Time might have finally run out for Avid Life Media and the members of infidelity site Ashley Madison after a huge data dump of personal information amounting to nearly 10GB was posted on the Dark Web and various torrent sites.
The data dump is preceded by a brief message which claims the site is actually filled with thousands of fake female profiles, and the headline: “Time’s Up.” Included in the files are apparently names, addresses and phone numbers linked to member profiles along with credit card and transaction info.
Founding CTO Raja Bhatia, currently consulting at Avid Life Media, told Brian Krebs that his team has trawled through 100GB of fake data dumps since the hack was announced 30 days ago.
He added that the current leak could not be real because ALM never stored credit card information.
“We use transaction IDs, just like every other PCI compliant merchant processor,” he told Krebs. “If there is full credit card data in a dump, it’s not from us, because we don’t even have that.”
However, three vouched sources who spoke to the independent security researcher all found their card and personal info in the new data leak. The former apparently came in the form of the last four digits of the long number.
“I’m sure there are millions of Ashley Madison users who wish it weren’t so, but there is every indication this dump is the real deal,” he said.
Experts were quick to denounce the hackers and hold the case up as a cautionary tale for firms dealing in sensitive user information.
Keith Poyser, EMEA general manager at Accellion, argued that prevention always makes better business sense.
“Most importantly, cyber security must become part of any business culture and it must touch every segment of the work that a business does. Many businesses have solid network layer defences, asset layer management and protection, and personnel education on security,” he added.
“Yet, many more still use non-secured, public cloud services or leave their content with inadequate protection. Content is the new battleground. Cybercrime will only become more sophisticated and while web users will never feel completely safe, the onus is on the gatekeepers of their data to do everything in their power to keep it under lock and key.”

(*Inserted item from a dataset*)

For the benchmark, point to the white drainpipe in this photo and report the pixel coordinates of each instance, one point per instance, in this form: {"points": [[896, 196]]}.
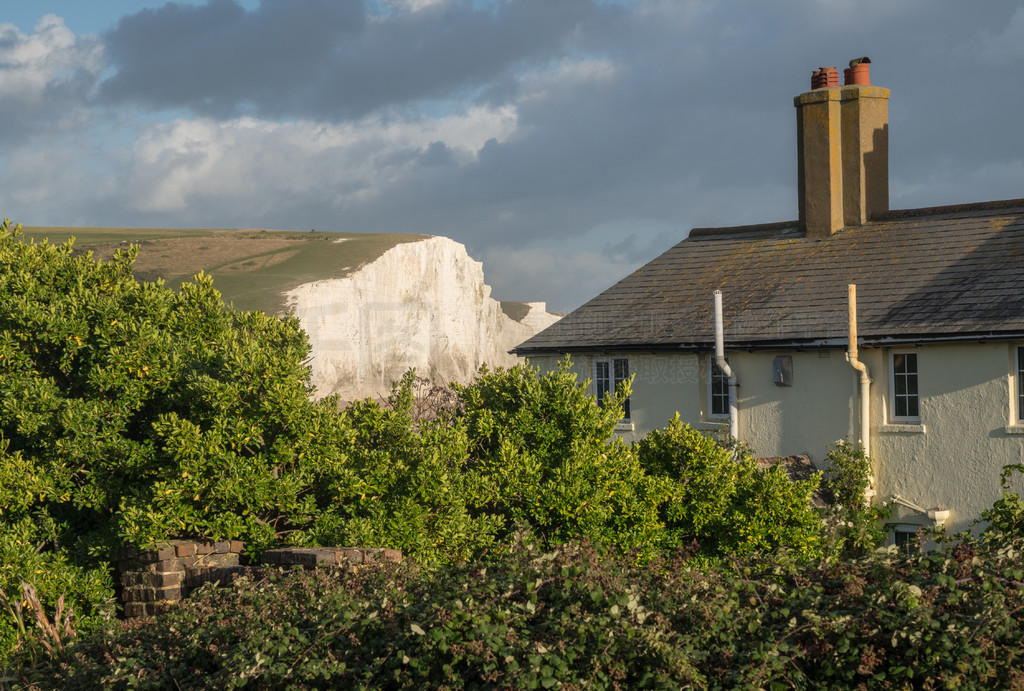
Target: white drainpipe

Webroot director, George Anderson, claimed the leak would result in “divorces, firings and blackmail.”
“There are no moral judgments on this except the immorality of hackers. So the ‘what now?’ is pretty nasty and the site users will probably be considering a class action for negligence,” he added.

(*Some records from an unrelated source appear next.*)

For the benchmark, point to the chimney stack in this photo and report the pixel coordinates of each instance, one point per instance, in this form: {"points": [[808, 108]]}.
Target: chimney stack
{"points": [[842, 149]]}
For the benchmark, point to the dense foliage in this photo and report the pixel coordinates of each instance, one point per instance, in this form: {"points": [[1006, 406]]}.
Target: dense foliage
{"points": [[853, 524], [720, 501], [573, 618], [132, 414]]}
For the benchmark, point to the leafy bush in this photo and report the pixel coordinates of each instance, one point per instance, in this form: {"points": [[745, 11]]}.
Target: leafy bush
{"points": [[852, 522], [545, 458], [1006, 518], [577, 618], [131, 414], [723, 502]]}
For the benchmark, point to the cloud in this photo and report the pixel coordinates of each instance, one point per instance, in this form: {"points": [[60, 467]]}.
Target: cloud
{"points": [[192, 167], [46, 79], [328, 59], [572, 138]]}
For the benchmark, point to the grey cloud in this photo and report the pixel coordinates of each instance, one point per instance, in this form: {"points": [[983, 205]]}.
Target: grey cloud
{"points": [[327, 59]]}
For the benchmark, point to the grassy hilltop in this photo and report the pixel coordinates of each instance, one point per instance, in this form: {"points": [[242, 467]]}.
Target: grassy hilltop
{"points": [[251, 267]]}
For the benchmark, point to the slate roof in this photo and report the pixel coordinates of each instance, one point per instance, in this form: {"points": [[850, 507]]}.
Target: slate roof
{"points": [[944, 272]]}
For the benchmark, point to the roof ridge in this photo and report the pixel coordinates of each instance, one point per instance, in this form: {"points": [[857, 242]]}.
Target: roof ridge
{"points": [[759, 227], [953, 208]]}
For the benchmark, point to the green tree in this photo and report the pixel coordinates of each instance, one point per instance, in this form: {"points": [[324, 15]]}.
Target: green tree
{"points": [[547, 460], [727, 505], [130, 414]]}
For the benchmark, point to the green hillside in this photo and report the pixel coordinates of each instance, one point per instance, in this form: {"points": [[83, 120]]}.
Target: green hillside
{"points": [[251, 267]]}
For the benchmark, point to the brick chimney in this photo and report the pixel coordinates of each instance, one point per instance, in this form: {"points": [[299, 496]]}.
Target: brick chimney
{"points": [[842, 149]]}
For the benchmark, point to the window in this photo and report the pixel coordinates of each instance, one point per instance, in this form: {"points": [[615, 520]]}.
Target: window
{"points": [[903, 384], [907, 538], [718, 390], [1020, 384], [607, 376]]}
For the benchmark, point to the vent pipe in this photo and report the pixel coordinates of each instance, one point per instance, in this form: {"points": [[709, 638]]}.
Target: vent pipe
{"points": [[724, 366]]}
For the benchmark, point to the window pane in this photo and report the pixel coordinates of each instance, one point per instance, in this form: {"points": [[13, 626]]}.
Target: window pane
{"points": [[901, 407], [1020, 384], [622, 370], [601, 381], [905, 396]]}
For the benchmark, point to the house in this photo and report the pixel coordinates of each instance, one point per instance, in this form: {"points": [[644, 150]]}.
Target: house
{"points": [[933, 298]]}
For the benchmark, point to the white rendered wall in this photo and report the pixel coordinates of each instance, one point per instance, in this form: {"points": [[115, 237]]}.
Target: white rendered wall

“All companies, especially those dealing with proprietary information or customer data – must balance their security resources against their risk tolerance, and look at threat intelligence solutions that provide them with the greatest scope of protection.”

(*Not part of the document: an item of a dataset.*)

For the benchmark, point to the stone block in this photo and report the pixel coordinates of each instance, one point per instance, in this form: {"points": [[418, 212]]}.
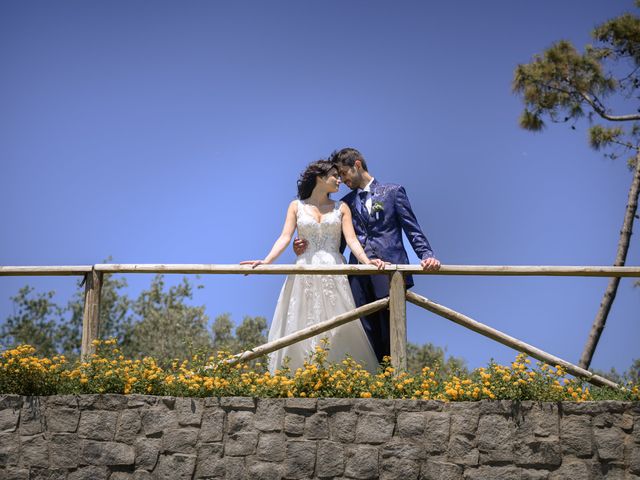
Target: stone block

However, there was a word of caution from security consultant Graham Cluley, who argued that many of the men named in the database may not actually have been cheating on their partners.
“You might have joined the site years before when you were single and be shocked that they still have your details in their database, or you might have joined the site out of curiosity or for a laugh... never seriously planning to take things any further,” he explained in a blog post.
“But more importantly than all of that, if your email address is in the Ashley Madison database it means nothing. The owner of that email address may never have even visited the Ashley Madison site … Ashley Madison *never* bothered to verify the email addresses given to it by users.”